Le désespoir a un nouveau nom : ChatGPT en mode drague
Rhik Samadder, chroniqueur pour The Guardian, a franchi le seuil de la déchéance moderne : laisser une intelligence artificielle orchestrer sa vie sentimentale. Son expérience, relatée dans le cadre d’une newsletter promotionnelle déguisée en enquête, est un concentré de tout ce qui cloche dans la hype IA. L’objectif ? Vérifier si l’algorithme peut résoudre son célibat, qu’il attribue avec une autodérision convenue à sa taille, son évitement émotionnel ou ses standards impossibles. La réponse est non. Mais le vrai scandale n’est pas l’échec, c’est qu’on ait pu vendre l’idée que ce serait une solution.
Un dialogue de sourds numériques
Le compte-rendu décrit une conversation tombée directement dans la « vallée de l’étrange ». L’IA, jouant le rôle de coach en séduction, a produit des répliques d’une platitude algorithmique, des questions prévisibles et un manque total d’authenticité. L’interaction n’était pas humaine, elle était une simulation grotesque d’humanité. Samadder note lui-même que si la « vallée de l’étrange » était un style de conversation, ce serait celui-là. La vraie question que personne ne pose : pourquoi s’attendre à autre chose ? Les modèles de langage sont entraînés sur des corpus de textes, pas sur la complexité nerveuse, charnelle et silencieuse d’un rendez-vous.
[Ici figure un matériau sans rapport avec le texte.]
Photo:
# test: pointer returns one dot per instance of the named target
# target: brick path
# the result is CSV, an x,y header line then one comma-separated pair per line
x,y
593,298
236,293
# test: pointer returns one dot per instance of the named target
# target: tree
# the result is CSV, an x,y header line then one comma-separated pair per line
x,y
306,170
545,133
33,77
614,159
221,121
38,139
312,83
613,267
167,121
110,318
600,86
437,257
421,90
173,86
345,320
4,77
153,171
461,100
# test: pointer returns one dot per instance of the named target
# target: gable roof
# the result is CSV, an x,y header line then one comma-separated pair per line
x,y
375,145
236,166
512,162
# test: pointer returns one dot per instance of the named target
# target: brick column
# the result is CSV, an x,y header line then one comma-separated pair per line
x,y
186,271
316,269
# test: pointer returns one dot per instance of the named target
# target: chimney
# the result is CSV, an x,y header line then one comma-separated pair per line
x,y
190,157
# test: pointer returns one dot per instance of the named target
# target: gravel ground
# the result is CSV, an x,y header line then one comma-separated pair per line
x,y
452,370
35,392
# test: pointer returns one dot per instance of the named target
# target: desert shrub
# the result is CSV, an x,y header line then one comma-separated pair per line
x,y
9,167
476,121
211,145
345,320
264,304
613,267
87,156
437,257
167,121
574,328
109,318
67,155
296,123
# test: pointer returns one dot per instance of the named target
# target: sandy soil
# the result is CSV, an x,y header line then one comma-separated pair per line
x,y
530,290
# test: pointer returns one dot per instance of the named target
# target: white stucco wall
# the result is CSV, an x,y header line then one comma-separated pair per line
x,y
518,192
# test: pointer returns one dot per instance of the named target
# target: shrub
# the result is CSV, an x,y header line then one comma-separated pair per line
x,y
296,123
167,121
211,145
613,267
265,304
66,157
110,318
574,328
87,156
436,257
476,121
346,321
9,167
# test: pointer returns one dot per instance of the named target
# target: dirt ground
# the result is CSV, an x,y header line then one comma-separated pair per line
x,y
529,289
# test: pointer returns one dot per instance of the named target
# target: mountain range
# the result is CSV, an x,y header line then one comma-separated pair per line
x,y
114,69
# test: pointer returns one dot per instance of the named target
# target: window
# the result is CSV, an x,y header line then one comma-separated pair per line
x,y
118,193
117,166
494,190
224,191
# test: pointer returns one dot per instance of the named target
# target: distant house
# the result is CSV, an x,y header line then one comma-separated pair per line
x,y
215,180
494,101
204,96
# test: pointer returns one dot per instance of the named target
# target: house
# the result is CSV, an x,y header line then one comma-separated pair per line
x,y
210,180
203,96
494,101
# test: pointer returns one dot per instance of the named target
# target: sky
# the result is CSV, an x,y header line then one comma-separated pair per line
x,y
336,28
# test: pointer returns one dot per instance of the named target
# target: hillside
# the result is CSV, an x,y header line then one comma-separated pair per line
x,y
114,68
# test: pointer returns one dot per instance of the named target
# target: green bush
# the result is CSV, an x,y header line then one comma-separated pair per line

La promesse toxique : externaliser l’intimité
Le récit s’inscrit dans la narration toxique favorite de la Silicon Valley : tout problème humain est un « bug » logiciel à corriger. La solitude, la difficulté à connecter, la gêne sociale ne seraient plus des expériences humaines fondamentales, mais des dysfonctionnements que l’appli ou l’algorithme adéquat pourrait optimiser. C’est cette logique qui pousse à monétiser nos vulnérabilités. Ici, le produit à vendre est un cours en newsletter. Ailleurs, ce seront des abonnements à des chatbots amoureux ou des coachs de vie algorithmiques. L’industrie ne vend pas des solutions, elle cultive une dépendance à des béquilles numériques.
Qui rigole vraiment ?
L’article original, sous couvert d’autodérision et de scepticisme, sert finalement de vitrine à une newsletter payante (« AI for the People »). C’est le vieux piège : dénoncer un phénomène tout en en étant le vecteur promotionnel. Le vrai sujet n’est pas l’échec comique d’un date piloté par l’IA, mais la normalisation de l’idée que nos relations doivent être médiées, voire générées, par la technologie. Samadder conclut que son assistante numérique ne le reverra probablement pas. La conclusion devrait être plus large : tant que nous chercherons des connexions humaines dans des machines conçues pour l’extraction de données, nous nous condamnons à une solitude bien plus profonde.
L’expérience de Samadder n’est pas une anecdote drôle. C’un signal d’alarme. Elle révèle le vide derrière le marketing de l’IA relationnelle et nous rappelle, cruellement, que le code ne connaît rien au cœur. Et qu’il vaut mieux parfois affronter son propre malaise que de le déléguer à une intelligence qui n’en a pas.